According to the report, the Vols athletic department has a budget of only $99 million, and the program spends a “startling” $21 million on debt payments annually.
“We’ve got to get football healthy,” athletic director Dave Hart said from his office in the new $50 million Brenda Lawson Athletic Center, just weeks after hiring Butch Jones from Cincinnati to be the Vols’ fourth football coach in the last six years. “That’s our economic engine. When that program is successful, everybody wins.”
- SportsBusiness Journal
The Vols saw their attendance dip to it’s lowest and poorest since 1979, and even before the Lane Kiffin era ruined the program, attendance had been on a gradual decline. In 2000, the Vols attendance was averaging well above 107,000 but after shaky years, attendance was just above 89,000 in 2012. Dave Hart has been tasked with getting Tennessee out of this hole they’re in, but as long as the schools programs are in the dumps, the money won’t be rolling in anytime soon.

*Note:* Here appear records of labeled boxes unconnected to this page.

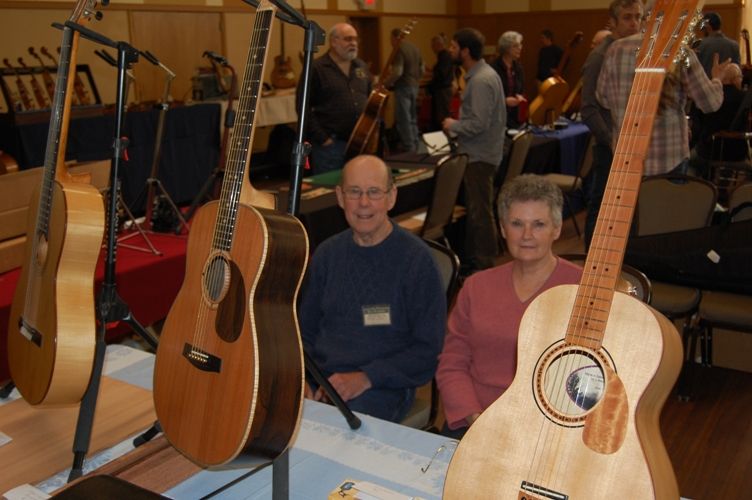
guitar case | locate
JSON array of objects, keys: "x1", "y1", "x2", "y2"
[{"x1": 624, "y1": 218, "x2": 752, "y2": 295}]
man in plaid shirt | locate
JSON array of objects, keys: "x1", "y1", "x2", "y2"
[{"x1": 596, "y1": 34, "x2": 730, "y2": 175}]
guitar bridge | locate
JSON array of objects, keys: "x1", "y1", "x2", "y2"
[
  {"x1": 183, "y1": 343, "x2": 222, "y2": 373},
  {"x1": 517, "y1": 481, "x2": 569, "y2": 500},
  {"x1": 18, "y1": 318, "x2": 42, "y2": 347}
]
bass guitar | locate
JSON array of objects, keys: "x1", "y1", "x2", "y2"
[
  {"x1": 529, "y1": 31, "x2": 583, "y2": 125},
  {"x1": 345, "y1": 19, "x2": 418, "y2": 158},
  {"x1": 154, "y1": 0, "x2": 308, "y2": 467},
  {"x1": 444, "y1": 0, "x2": 697, "y2": 500},
  {"x1": 8, "y1": 0, "x2": 104, "y2": 405}
]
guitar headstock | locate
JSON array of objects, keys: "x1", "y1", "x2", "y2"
[
  {"x1": 68, "y1": 0, "x2": 104, "y2": 24},
  {"x1": 398, "y1": 18, "x2": 418, "y2": 42},
  {"x1": 569, "y1": 31, "x2": 585, "y2": 49},
  {"x1": 637, "y1": 0, "x2": 702, "y2": 71}
]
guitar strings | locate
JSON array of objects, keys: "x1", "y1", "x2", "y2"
[
  {"x1": 194, "y1": 8, "x2": 274, "y2": 352},
  {"x1": 529, "y1": 17, "x2": 663, "y2": 487}
]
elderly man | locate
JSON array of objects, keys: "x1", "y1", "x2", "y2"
[
  {"x1": 300, "y1": 155, "x2": 446, "y2": 422},
  {"x1": 298, "y1": 23, "x2": 371, "y2": 173}
]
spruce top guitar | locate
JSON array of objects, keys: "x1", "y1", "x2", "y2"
[
  {"x1": 8, "y1": 0, "x2": 104, "y2": 404},
  {"x1": 271, "y1": 22, "x2": 297, "y2": 89},
  {"x1": 444, "y1": 0, "x2": 697, "y2": 500},
  {"x1": 345, "y1": 19, "x2": 418, "y2": 158},
  {"x1": 529, "y1": 31, "x2": 583, "y2": 125},
  {"x1": 154, "y1": 0, "x2": 308, "y2": 467}
]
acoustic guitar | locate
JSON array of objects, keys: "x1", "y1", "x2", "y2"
[
  {"x1": 8, "y1": 0, "x2": 104, "y2": 405},
  {"x1": 345, "y1": 19, "x2": 418, "y2": 158},
  {"x1": 444, "y1": 0, "x2": 697, "y2": 500},
  {"x1": 154, "y1": 0, "x2": 308, "y2": 467},
  {"x1": 529, "y1": 31, "x2": 583, "y2": 125},
  {"x1": 3, "y1": 57, "x2": 34, "y2": 111},
  {"x1": 271, "y1": 22, "x2": 297, "y2": 89},
  {"x1": 18, "y1": 57, "x2": 50, "y2": 109}
]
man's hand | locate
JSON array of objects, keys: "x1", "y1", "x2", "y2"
[
  {"x1": 313, "y1": 372, "x2": 371, "y2": 402},
  {"x1": 710, "y1": 52, "x2": 731, "y2": 81},
  {"x1": 441, "y1": 117, "x2": 457, "y2": 135}
]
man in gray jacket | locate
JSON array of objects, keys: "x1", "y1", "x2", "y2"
[{"x1": 442, "y1": 28, "x2": 507, "y2": 273}]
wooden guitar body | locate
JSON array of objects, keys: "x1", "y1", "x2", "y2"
[
  {"x1": 444, "y1": 285, "x2": 682, "y2": 499},
  {"x1": 271, "y1": 55, "x2": 297, "y2": 89},
  {"x1": 8, "y1": 182, "x2": 104, "y2": 405},
  {"x1": 345, "y1": 87, "x2": 389, "y2": 159},
  {"x1": 529, "y1": 76, "x2": 569, "y2": 125},
  {"x1": 154, "y1": 201, "x2": 308, "y2": 467}
]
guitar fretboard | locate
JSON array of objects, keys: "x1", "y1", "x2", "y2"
[{"x1": 212, "y1": 9, "x2": 274, "y2": 251}]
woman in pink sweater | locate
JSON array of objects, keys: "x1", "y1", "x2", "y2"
[{"x1": 436, "y1": 175, "x2": 582, "y2": 437}]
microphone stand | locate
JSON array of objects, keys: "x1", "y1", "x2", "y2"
[
  {"x1": 94, "y1": 49, "x2": 162, "y2": 255},
  {"x1": 121, "y1": 50, "x2": 189, "y2": 236},
  {"x1": 65, "y1": 21, "x2": 157, "y2": 481}
]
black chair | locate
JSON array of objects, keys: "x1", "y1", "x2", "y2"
[{"x1": 400, "y1": 240, "x2": 460, "y2": 432}]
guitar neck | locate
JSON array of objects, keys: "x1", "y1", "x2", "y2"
[
  {"x1": 567, "y1": 69, "x2": 665, "y2": 349},
  {"x1": 37, "y1": 26, "x2": 78, "y2": 238},
  {"x1": 212, "y1": 2, "x2": 274, "y2": 251}
]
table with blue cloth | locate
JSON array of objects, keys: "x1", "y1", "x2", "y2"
[
  {"x1": 0, "y1": 104, "x2": 221, "y2": 213},
  {"x1": 522, "y1": 120, "x2": 590, "y2": 175}
]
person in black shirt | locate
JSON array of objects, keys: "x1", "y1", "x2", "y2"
[
  {"x1": 535, "y1": 30, "x2": 564, "y2": 83},
  {"x1": 298, "y1": 23, "x2": 371, "y2": 174},
  {"x1": 428, "y1": 33, "x2": 454, "y2": 130}
]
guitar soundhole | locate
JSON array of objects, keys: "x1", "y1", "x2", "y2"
[
  {"x1": 534, "y1": 343, "x2": 611, "y2": 427},
  {"x1": 202, "y1": 254, "x2": 231, "y2": 305}
]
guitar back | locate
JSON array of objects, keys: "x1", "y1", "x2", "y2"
[
  {"x1": 444, "y1": 285, "x2": 682, "y2": 499},
  {"x1": 8, "y1": 0, "x2": 104, "y2": 405},
  {"x1": 8, "y1": 183, "x2": 104, "y2": 405}
]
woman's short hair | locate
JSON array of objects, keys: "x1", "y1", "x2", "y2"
[
  {"x1": 496, "y1": 31, "x2": 522, "y2": 55},
  {"x1": 499, "y1": 174, "x2": 564, "y2": 227}
]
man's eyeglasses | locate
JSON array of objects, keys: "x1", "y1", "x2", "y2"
[{"x1": 342, "y1": 187, "x2": 392, "y2": 201}]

“Our financial position was probably the biggest surprise of the assessment,” said Hart. “We’ve got to be better stewards of our finances.”
Most SEC schools like Alabama, Georgia or Florida have anywhere from $50 million to $100 million in reserve money, but as of now, the Vols have roughly $1.95 million in their reserve. To put it in perspective, most average backup NFL players make at least $500,000 more than Tennessee has in it’s reserve right now.

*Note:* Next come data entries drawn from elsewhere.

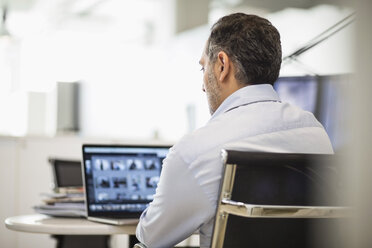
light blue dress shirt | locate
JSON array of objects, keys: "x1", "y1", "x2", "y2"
[{"x1": 136, "y1": 84, "x2": 333, "y2": 248}]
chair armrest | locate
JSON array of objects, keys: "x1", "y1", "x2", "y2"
[
  {"x1": 220, "y1": 199, "x2": 350, "y2": 218},
  {"x1": 133, "y1": 243, "x2": 147, "y2": 248}
]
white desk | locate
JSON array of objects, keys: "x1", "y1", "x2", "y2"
[{"x1": 5, "y1": 214, "x2": 136, "y2": 235}]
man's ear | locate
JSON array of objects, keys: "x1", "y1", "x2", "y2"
[{"x1": 215, "y1": 51, "x2": 231, "y2": 82}]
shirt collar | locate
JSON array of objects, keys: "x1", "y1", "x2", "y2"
[{"x1": 211, "y1": 84, "x2": 280, "y2": 119}]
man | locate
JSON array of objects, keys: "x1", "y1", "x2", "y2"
[{"x1": 137, "y1": 13, "x2": 333, "y2": 247}]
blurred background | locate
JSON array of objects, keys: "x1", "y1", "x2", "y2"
[{"x1": 0, "y1": 0, "x2": 372, "y2": 247}]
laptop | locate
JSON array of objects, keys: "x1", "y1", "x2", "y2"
[{"x1": 82, "y1": 144, "x2": 170, "y2": 225}]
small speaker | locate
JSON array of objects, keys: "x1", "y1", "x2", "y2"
[{"x1": 57, "y1": 82, "x2": 80, "y2": 133}]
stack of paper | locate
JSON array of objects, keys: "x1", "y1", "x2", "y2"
[{"x1": 34, "y1": 190, "x2": 86, "y2": 217}]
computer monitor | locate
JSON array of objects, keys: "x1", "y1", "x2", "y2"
[{"x1": 274, "y1": 75, "x2": 350, "y2": 150}]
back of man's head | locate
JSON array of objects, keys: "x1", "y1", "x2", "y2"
[{"x1": 206, "y1": 13, "x2": 282, "y2": 84}]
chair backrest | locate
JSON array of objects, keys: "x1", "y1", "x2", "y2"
[{"x1": 212, "y1": 150, "x2": 345, "y2": 248}]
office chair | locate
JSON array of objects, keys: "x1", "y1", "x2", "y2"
[{"x1": 211, "y1": 150, "x2": 350, "y2": 248}]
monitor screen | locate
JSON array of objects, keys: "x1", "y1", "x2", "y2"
[
  {"x1": 274, "y1": 76, "x2": 318, "y2": 113},
  {"x1": 83, "y1": 145, "x2": 169, "y2": 216},
  {"x1": 274, "y1": 75, "x2": 351, "y2": 150}
]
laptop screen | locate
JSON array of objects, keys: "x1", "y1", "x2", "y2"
[{"x1": 83, "y1": 145, "x2": 169, "y2": 217}]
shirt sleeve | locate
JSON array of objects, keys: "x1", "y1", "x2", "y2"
[{"x1": 136, "y1": 149, "x2": 213, "y2": 248}]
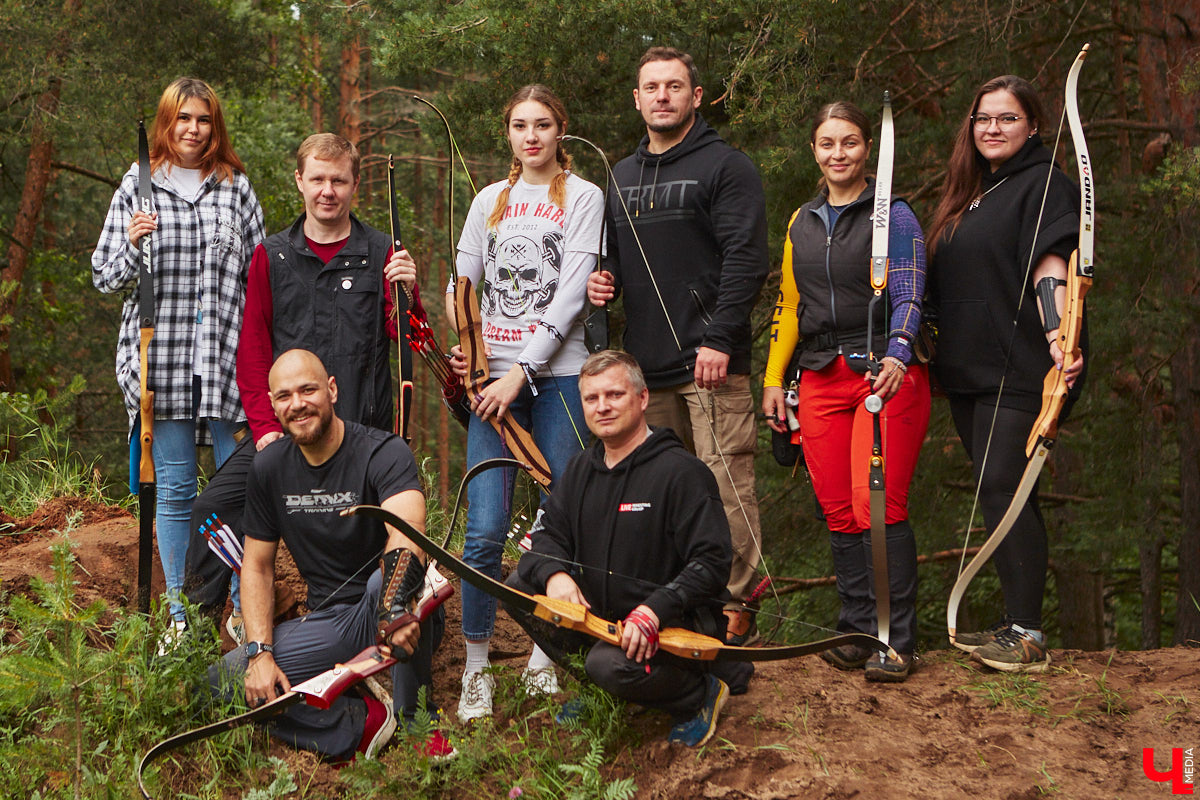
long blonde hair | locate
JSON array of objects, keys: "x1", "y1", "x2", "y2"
[
  {"x1": 150, "y1": 78, "x2": 246, "y2": 181},
  {"x1": 486, "y1": 83, "x2": 572, "y2": 230}
]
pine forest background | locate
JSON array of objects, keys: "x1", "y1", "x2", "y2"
[{"x1": 0, "y1": 0, "x2": 1200, "y2": 649}]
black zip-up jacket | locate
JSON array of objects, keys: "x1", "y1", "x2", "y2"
[
  {"x1": 517, "y1": 428, "x2": 732, "y2": 636},
  {"x1": 263, "y1": 215, "x2": 392, "y2": 431},
  {"x1": 787, "y1": 181, "x2": 888, "y2": 369},
  {"x1": 606, "y1": 114, "x2": 768, "y2": 389},
  {"x1": 929, "y1": 134, "x2": 1090, "y2": 411}
]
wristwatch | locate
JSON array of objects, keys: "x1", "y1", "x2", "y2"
[{"x1": 246, "y1": 642, "x2": 275, "y2": 660}]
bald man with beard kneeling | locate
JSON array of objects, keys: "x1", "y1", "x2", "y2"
[{"x1": 209, "y1": 350, "x2": 454, "y2": 763}]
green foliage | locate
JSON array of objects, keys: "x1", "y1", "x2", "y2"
[
  {"x1": 0, "y1": 539, "x2": 253, "y2": 799},
  {"x1": 0, "y1": 375, "x2": 114, "y2": 517},
  {"x1": 342, "y1": 668, "x2": 636, "y2": 800}
]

But while times are tough now, things are about to get better. As part of the SEC’s $300 million television deal with ESPN and CBS, the Vols will get roughly $15 million annually, as that’s the average revenue each school in the conference can expect to make.
Where did all the debt come from? Most of it is said to have come from improvements made to Neyland Stadium which actually cut back on seats for students and fans and added premium seating for high paying boosters and visitors. While attendance was averaged at just under 90,000 this season, that number seems to be inflated. While the Vols may have sold tickets, the number of people who showed up to games didn’t accurately reflect sales.
During two late season games against Troy and against Kentucky, the Vols announced ticket sales around 81,000 while only 6o,000 people actually showed up.
The money will eventually start to come in, but the Vols are on a stricter than strict budget when it comes to how that money is used. With massive debts to pay off and virtually no reserve money, times will be tough in Tennessee for the foreseeable future.